E o roteiro — como dizer de outra forma — é confuso, arrastado, repetitivo. Tudo ali gira em torno de Sean, interpretado por Ross Marquand, que a cada poucas cenas acorda de pesadelo: ele acorda, ofegante; corta para o que parece ser realidade, depois sonho, depois pesadelo de novo. São dezenas de repetições dessa estrutura, até que a estratégia torna-se insistente e, sobretudo, cansativa. Dá pra ver que os alienígenas são coisa da cabeça dele. A insistência nessa lógica — mas sem que o filme a torne interessante ou reveladora — gera irritação: porque você espera que algo novo surja e não surge.
Em muitos momentos, o filme parece querer dizer tudo e nada ao mesmo tempo. Há quem diga que trata de trauma, de memória, de culpa paterna, de invasão externa — no entanto, ao acompanhar a narrativa, fica claro que nenhuma dessas leituras está firmemente sustentada: “Dizem que o filme é uma metáfora a muita coisa. Cada pessoa diz uma coisa. Ou seja, não é metáfora de nada. É só um filme muito ruim mesmo, com um roteiro confuso, arrastado.” O texto fílmico se fragmenta e não se reagrupa. Não se trata de uma ambiguidade elegante, mas de uma dispersão que esvazia a experiência.
O filme também não se define genericamente. Ele se apresenta como suspense, como drama familiar, talvez como sci-fi de abdução — porém não assume nenhuma dessas vias com convicção. Não é filme sobre extraterrestres; nem é um drama familiar centrado no relacionamento de Sean com a esposa Andrea (vivida por Sarah Bolger) ou com o filho; tampouco navega com fluidez como um suspense psicológico. O resultado: não é filme sobre extraterrestres, nem drama familiar, nem suspense, nada. O roteiro atira para todo lado e não acerta em lugar nenhum. Não há ângulo dominante, não há peso dramático, não há claridade de direção.
As performances merecem ser mencionadas: Marquand tenta imprimir densidade à figura de Sean, e Bolger equilibra cuidados e tensões em sua Andrea. Em outros filmes, ambos já demonstraram recursos e sensibilidade. Aqui fazem o possível — mas o texto não lhes dá apoio. Atuação por si só não sustenta narrativa. A sensação que fica: personagens que circulam no filme, sem nunca adquirir corpo pleno ou mobilizar emocionalmente.

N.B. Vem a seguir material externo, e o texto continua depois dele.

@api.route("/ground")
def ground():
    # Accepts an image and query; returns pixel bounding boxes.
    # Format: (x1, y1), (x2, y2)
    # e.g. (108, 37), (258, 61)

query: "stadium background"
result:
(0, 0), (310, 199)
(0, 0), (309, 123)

O ritmo é implacável — na lentidão —, como se o filme arrastasse seus minutos só para cumprir tempo. Cenas prolongam-se sem necessidade, sem revelar algo novo ou mover o arco dramático. O espectador aguarda por uma virada, um momento decisivo, um choque ou uma revelação — e nada disso acontece com contundência. Em vez disso, voltamos ao esquema dos pesadelos, dos acordares, das luzes tremeluzindo, dos corredores vazios, da dúvida permanente sobre o que está acontecendo. Essa repetição se torna monótona: não provoca reflexão ou desconforto de modo produtivo — simplesmente aborrece.
Há, ainda, um problema de escala: ideias que poderiam render um filme mais curto, mais direto, mais intenso, são esticadas para um formato longo sem uma ponte narrativa que justifique esse alongamento. O resultado é que a proposta se dilui. A vontade de sugerir mais do que mostrar, de insinuar em vez de explicar, até poderia funcionar — mas funcionar exige controle, economia, ritmo. Aqui, temos justamente o oposto.
Em suma — e aqui faço minha opinião pessoal com clareza — Descendent tenta, quase falha, mas acaba falhando plenamente em transformar sua ambição em realização. Há lampejos técnicos interessantes, cuidados de produção visíveis, e boas intenções no elenco e na atmosfera. Mas nada disso se traduz em cinema que envolva, comova ou instigue. O filme não prende, não toca fundo, não se sustenta narrativamente. E fica a sensação de ter assistido a algo que poderia ter sido mais – muito mais – se apenas tivesse escolhido onde mirar e falado com mais convicção. No fim, fica o vazio estilizado de uma história que se recusa a dizer o que quer dizer.